To further investigate the difference between saturation maps simulated by CMG-GEM and that generated by the cDC-GAN, Figure 6 plots the residual maps between the two sets of results at selected time steps. As Figure 6 suggests, the cDC-GAN model achieves a high accuracy for predicting the CO_{2} plume, with most of the error residuals close to 0.

Figure 7 plots the SSIM value for the entire testing ensemble consisting of 200 realizations. In general, we observe similar temporal patterns as we have seen in the example case—as time progresses, the SSIM values tend to decrease. The ensemble of SSIM curves tends to have a larger spread with time, as shown by the different SSIM histograms in Figures 7b1–7b6 corresponding to time steps 30, 75, 135, 200, 280, and 380 days.

In addition to SSIM, we also performed the statistical moment analysis on the testing ensemble. Statistical moment analysis is typically used to measure the quality of surrogate modeling against Monte Carlo simulations conducted using the actual models. In Figure 8, the ensemble mean and standard variation of CO_{2} saturation maps generated by cDC-GAN are compared to those simulated using CMG-GEM for the testing ensemble. The first row of Figure 8 shows the mean (*μ*) and standard variation (*σ*) of CO_{2} saturation simulated by CMG-GEM at time steps of 105 and 340 days, respectively. The second row of Figure 8 shows the results of statistical moment analysis obtained for a horizontal cross section a–a^{′} at time steps of 105 and 340 days, and the third row shows the results obtained for a south-north cross section b–b^{′} for the same output times. The ensemble mean CO_{2} saturation obtained by the surrogate model (dashed line) overlays almost exactly on top of that obtained by the CMG-GEM simulations (solid line with asterisks). The ensemble standard deviation shows a close match at 105 days, although slight deviations near the *σ* peaks can be observed in the near field of the injector at 340 days. An interesting observation from Figure 8 is that the matching quality in the far field stays relatively unaffected. This indicates that the surrogate model achieves good performance in tracking the plume front, which is especially encouraging for CCS applications because of the need to demonstrate closure (i.e., safe containment) of the injected CO_{2} in CCS projects. To highlight the dynamic change of *μ* and *σ* of CO_{2} saturation along injection time, *μ* and *σ* at grid block of (60, 40) and (100, 50) are plotted in Figure S1 in the supporting information. A close match between CMG-GEM simulation result and cDC-GAN prediction result at grid blocks (60, 40) and (100, 50) indicates that the cDC-GAN can predict the CO_{2} plume at any injection time. From a deep learning design perspective, the use of GAN in this case plays an important role in helping to reduce blurriness in the generated images (i.e., the saturation maps in this case; Isola et al., 2017). Our results also suggest that cDC-GAN may be used as a reasonable alternative to full numerical model Monte Carlo simulations for UQ tasks.
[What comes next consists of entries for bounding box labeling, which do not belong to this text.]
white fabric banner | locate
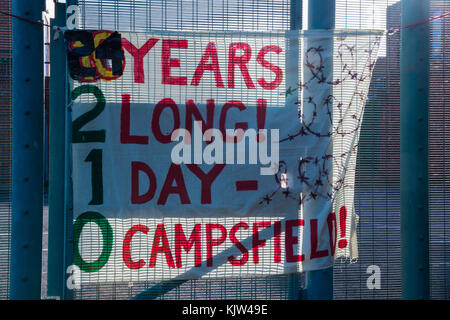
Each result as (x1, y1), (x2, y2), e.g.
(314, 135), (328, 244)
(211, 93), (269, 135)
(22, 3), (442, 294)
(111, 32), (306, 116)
(65, 31), (383, 282)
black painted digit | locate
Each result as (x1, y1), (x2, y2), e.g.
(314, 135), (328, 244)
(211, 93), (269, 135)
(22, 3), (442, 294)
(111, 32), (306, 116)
(84, 149), (103, 205)
(72, 84), (106, 143)
(64, 30), (96, 80)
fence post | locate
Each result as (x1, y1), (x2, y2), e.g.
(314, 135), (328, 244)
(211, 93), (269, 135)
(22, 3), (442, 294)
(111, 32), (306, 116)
(286, 0), (303, 300)
(400, 0), (430, 299)
(10, 0), (45, 299)
(47, 3), (67, 299)
(305, 0), (336, 300)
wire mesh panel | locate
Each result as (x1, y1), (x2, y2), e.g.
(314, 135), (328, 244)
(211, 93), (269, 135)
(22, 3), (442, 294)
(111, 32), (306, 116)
(334, 0), (401, 299)
(429, 0), (450, 299)
(0, 0), (12, 299)
(60, 0), (450, 299)
(74, 0), (301, 299)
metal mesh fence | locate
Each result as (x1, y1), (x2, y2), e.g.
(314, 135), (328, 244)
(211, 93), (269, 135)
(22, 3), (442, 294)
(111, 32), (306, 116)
(0, 1), (12, 299)
(0, 0), (450, 299)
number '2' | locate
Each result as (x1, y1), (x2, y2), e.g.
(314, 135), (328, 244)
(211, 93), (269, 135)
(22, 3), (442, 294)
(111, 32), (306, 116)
(72, 84), (106, 143)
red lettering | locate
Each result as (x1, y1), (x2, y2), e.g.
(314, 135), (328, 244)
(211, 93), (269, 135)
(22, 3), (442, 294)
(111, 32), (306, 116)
(152, 98), (180, 143)
(161, 39), (188, 86)
(252, 221), (271, 264)
(185, 99), (215, 134)
(273, 221), (281, 263)
(310, 219), (328, 260)
(186, 164), (225, 204)
(191, 42), (225, 88)
(219, 101), (248, 143)
(122, 38), (159, 83)
(206, 223), (227, 267)
(228, 222), (248, 266)
(228, 42), (255, 89)
(175, 223), (202, 268)
(131, 161), (156, 204)
(327, 212), (337, 256)
(285, 219), (305, 262)
(256, 46), (283, 90)
(148, 224), (175, 268)
(158, 163), (191, 205)
(122, 224), (149, 269)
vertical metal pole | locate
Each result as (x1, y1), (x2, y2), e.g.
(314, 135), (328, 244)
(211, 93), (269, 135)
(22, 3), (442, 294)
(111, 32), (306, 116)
(400, 0), (430, 299)
(287, 0), (303, 300)
(10, 0), (45, 299)
(47, 3), (66, 297)
(305, 0), (336, 300)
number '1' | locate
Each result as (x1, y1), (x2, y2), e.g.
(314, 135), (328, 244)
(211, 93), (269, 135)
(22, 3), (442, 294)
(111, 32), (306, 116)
(84, 149), (103, 205)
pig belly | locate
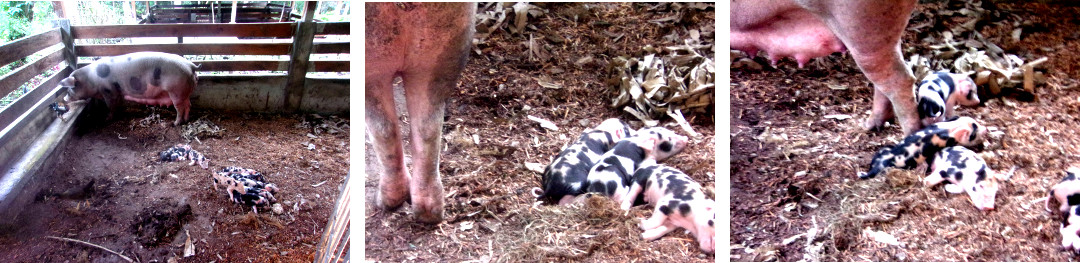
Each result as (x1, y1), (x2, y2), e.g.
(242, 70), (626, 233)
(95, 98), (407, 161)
(364, 2), (476, 223)
(731, 3), (847, 68)
(730, 0), (922, 134)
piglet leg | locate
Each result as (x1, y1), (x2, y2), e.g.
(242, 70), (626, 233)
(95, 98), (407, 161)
(642, 220), (678, 241)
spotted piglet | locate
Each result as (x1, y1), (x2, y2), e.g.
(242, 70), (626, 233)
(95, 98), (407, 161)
(532, 117), (634, 205)
(211, 167), (279, 209)
(917, 71), (980, 126)
(859, 116), (987, 179)
(922, 147), (999, 211)
(586, 127), (688, 203)
(1044, 167), (1080, 253)
(621, 161), (716, 252)
(1043, 167), (1080, 213)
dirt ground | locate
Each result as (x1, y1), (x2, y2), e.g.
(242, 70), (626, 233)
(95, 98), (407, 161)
(730, 1), (1080, 261)
(365, 3), (715, 262)
(0, 103), (349, 262)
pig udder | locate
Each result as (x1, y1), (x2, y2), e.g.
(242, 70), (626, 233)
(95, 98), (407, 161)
(731, 1), (847, 68)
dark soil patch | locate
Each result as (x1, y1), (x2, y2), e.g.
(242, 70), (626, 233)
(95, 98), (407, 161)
(730, 2), (1080, 261)
(0, 103), (349, 262)
(364, 3), (715, 262)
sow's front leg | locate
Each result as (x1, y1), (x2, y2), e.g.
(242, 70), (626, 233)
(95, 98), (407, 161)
(365, 3), (476, 223)
(797, 0), (921, 135)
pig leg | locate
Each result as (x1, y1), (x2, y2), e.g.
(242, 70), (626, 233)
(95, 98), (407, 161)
(797, 0), (921, 134)
(364, 74), (409, 210)
(402, 3), (476, 223)
(403, 74), (457, 223)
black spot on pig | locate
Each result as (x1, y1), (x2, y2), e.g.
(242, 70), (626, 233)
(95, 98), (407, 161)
(1065, 194), (1080, 206)
(678, 203), (690, 217)
(127, 77), (146, 94)
(150, 67), (161, 86)
(660, 206), (672, 216)
(96, 63), (110, 79)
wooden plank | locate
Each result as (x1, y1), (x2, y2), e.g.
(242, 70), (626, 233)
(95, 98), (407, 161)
(71, 23), (295, 39)
(299, 78), (350, 114)
(311, 42), (349, 54)
(0, 50), (64, 97)
(191, 74), (287, 112)
(315, 22), (350, 34)
(75, 43), (292, 57)
(0, 68), (71, 133)
(308, 60), (351, 72)
(79, 60), (351, 72)
(191, 60), (288, 71)
(0, 28), (60, 66)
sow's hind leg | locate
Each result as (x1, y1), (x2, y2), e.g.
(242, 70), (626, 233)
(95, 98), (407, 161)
(402, 3), (475, 223)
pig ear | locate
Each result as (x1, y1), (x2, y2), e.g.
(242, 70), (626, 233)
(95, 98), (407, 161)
(945, 183), (963, 194)
(949, 127), (972, 143)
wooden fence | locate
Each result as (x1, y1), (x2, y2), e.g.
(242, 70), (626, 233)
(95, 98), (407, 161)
(0, 2), (350, 261)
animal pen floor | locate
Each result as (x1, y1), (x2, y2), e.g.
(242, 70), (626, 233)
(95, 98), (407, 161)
(364, 3), (715, 262)
(0, 103), (349, 262)
(729, 1), (1080, 261)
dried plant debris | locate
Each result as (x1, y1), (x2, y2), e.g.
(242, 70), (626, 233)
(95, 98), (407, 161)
(474, 2), (548, 44)
(296, 114), (349, 135)
(158, 143), (210, 169)
(609, 29), (716, 135)
(180, 116), (225, 141)
(906, 2), (1048, 95)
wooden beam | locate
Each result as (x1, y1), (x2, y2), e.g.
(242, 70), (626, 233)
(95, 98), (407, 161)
(0, 29), (60, 66)
(53, 18), (79, 70)
(284, 1), (315, 111)
(75, 43), (292, 57)
(71, 23), (296, 39)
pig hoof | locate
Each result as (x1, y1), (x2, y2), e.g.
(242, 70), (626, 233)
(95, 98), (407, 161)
(413, 196), (443, 224)
(375, 190), (408, 211)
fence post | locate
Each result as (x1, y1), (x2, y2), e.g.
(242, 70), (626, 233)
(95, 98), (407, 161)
(284, 1), (316, 111)
(53, 18), (79, 70)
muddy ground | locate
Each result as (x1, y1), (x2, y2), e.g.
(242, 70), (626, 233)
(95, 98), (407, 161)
(729, 1), (1080, 261)
(0, 103), (349, 262)
(365, 3), (715, 262)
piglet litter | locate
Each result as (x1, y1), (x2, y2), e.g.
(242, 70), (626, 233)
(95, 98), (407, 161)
(158, 143), (210, 169)
(211, 166), (279, 212)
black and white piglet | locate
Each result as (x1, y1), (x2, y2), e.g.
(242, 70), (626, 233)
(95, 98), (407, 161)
(586, 127), (688, 203)
(621, 160), (716, 252)
(859, 116), (987, 179)
(1043, 167), (1080, 213)
(532, 119), (635, 205)
(922, 147), (1000, 211)
(211, 166), (279, 209)
(916, 71), (980, 126)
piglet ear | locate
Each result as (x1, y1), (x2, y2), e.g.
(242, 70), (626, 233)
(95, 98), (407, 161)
(948, 127), (973, 144)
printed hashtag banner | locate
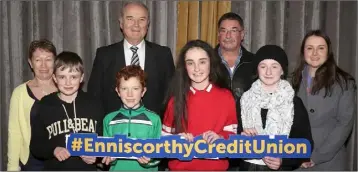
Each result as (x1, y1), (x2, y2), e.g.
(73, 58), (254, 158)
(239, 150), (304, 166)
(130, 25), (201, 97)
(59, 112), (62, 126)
(66, 133), (311, 160)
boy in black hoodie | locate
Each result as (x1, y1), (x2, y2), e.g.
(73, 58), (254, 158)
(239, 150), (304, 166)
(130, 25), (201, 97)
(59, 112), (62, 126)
(30, 52), (104, 171)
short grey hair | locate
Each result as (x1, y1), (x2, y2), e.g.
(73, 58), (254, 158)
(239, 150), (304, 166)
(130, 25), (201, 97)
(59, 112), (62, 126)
(119, 1), (150, 23)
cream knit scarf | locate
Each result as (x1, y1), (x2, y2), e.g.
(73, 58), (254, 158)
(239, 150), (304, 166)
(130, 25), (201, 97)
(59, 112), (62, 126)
(240, 79), (294, 136)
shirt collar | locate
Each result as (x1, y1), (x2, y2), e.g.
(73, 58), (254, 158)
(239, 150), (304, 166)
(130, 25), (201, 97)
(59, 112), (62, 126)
(218, 46), (242, 63)
(190, 84), (213, 94)
(123, 39), (145, 50)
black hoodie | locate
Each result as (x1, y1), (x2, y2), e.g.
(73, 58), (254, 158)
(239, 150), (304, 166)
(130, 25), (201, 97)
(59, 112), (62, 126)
(30, 91), (104, 171)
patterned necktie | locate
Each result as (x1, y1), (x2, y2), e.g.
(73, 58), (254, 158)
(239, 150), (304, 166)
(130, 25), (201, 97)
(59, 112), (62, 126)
(130, 46), (139, 66)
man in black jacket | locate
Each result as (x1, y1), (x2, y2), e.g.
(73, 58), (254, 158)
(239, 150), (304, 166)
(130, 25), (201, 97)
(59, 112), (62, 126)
(215, 12), (256, 100)
(215, 12), (256, 171)
(88, 2), (174, 114)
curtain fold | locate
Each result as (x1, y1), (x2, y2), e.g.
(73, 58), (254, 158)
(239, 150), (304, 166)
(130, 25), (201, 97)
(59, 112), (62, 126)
(200, 1), (231, 47)
(177, 1), (231, 55)
(176, 1), (200, 56)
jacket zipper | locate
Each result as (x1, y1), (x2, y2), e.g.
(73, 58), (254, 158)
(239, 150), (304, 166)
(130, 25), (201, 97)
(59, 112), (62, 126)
(229, 62), (250, 90)
(128, 109), (132, 137)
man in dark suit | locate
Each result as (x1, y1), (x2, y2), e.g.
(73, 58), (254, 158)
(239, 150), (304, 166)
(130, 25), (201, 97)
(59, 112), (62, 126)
(88, 2), (174, 115)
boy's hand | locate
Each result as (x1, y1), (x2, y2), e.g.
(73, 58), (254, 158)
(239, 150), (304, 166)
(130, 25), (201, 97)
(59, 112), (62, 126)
(179, 133), (194, 142)
(81, 156), (96, 164)
(137, 156), (150, 164)
(53, 147), (71, 161)
(102, 156), (116, 165)
(241, 128), (258, 136)
(203, 130), (222, 144)
(262, 157), (282, 170)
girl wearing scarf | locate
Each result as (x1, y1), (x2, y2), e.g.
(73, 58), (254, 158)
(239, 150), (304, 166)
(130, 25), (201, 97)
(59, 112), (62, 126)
(238, 45), (313, 171)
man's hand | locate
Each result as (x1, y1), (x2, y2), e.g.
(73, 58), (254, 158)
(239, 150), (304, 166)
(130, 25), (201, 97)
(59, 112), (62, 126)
(137, 156), (150, 164)
(53, 147), (71, 161)
(301, 159), (315, 168)
(262, 157), (282, 170)
(179, 133), (194, 142)
(102, 156), (116, 165)
(81, 156), (96, 164)
(241, 128), (258, 136)
(203, 130), (223, 144)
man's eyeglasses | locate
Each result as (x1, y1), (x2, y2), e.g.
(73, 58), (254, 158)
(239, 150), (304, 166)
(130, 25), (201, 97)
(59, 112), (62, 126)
(219, 29), (243, 34)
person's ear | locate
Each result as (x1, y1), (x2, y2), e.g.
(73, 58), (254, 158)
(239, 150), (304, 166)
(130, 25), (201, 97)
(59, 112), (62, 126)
(27, 59), (34, 69)
(80, 74), (85, 83)
(142, 87), (147, 97)
(52, 74), (58, 84)
(114, 87), (120, 97)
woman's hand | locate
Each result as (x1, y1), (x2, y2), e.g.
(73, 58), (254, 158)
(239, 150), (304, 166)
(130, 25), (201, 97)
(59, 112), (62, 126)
(179, 133), (194, 142)
(262, 156), (282, 170)
(241, 128), (258, 136)
(203, 130), (223, 144)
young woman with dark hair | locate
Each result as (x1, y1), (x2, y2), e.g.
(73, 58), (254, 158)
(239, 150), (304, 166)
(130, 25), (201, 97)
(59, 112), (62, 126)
(238, 45), (314, 171)
(292, 30), (356, 171)
(162, 40), (237, 171)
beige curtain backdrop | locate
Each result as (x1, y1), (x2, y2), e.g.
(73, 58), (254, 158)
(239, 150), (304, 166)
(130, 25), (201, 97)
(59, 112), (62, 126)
(0, 0), (177, 170)
(231, 1), (358, 170)
(176, 1), (231, 55)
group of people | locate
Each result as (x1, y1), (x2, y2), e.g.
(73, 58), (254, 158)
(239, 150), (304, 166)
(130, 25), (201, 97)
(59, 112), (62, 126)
(7, 2), (356, 171)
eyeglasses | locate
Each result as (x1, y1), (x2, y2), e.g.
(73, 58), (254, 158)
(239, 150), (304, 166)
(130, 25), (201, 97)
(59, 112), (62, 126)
(219, 29), (244, 35)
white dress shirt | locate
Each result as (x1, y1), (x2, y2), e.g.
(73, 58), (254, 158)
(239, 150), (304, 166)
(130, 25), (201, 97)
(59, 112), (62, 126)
(123, 39), (145, 70)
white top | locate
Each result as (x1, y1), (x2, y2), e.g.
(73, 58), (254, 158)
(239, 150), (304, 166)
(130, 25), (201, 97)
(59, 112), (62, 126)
(123, 39), (145, 70)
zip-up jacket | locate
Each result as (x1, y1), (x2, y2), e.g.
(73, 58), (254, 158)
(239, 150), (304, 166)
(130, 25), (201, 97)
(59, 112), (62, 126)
(215, 45), (257, 171)
(215, 46), (256, 101)
(103, 105), (162, 171)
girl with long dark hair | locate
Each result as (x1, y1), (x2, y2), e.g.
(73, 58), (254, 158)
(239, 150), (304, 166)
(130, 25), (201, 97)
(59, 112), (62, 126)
(292, 30), (356, 171)
(162, 40), (237, 171)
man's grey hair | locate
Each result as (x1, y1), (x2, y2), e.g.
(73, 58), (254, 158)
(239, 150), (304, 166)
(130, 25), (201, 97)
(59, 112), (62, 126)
(119, 1), (150, 23)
#### 3.2.2 Interpolation Capability

In the previous example, the cDC-GAN model was trained by using model outputs from all 22 time steps for each input permeability field in the training set (i.e., 600×22 target training samples). In practice, it is important for a surrogate model to be able to predict model outputs at arbitrary intermediate simulation time steps. To assess such interpolation ability of the cDC-GAN, here we retrain the cDC-GAN model by using only a subset of all 22 time steps. Specifically, we leave time steps (45, 105, 150, 200, 260, 320, and 360 days) out during training. After the cDC-GAN is trained, we test the trained model on predicting the CO_{2} plume at 45, 105, 150, 200, 260, 320, and 360 days (the simulation results are already archived) to evaluate its interpolation ability. Figure 9 shows the comparison between the predicted CO_{2} saturation field (*S*_{g}) and simulated CO_{2} saturation field (
) for time steps used for this interpolation test. Results show that the cDC-GAN does a satisfactory job in approximating CO_{2} saturation fields at different “new” time steps not used during training, suggesting its strong interpolation skill and the consistency of the cDC-GAN performance. Thus, the cDC-GAN model can be used as an efficient surrogate model for dynamic systems.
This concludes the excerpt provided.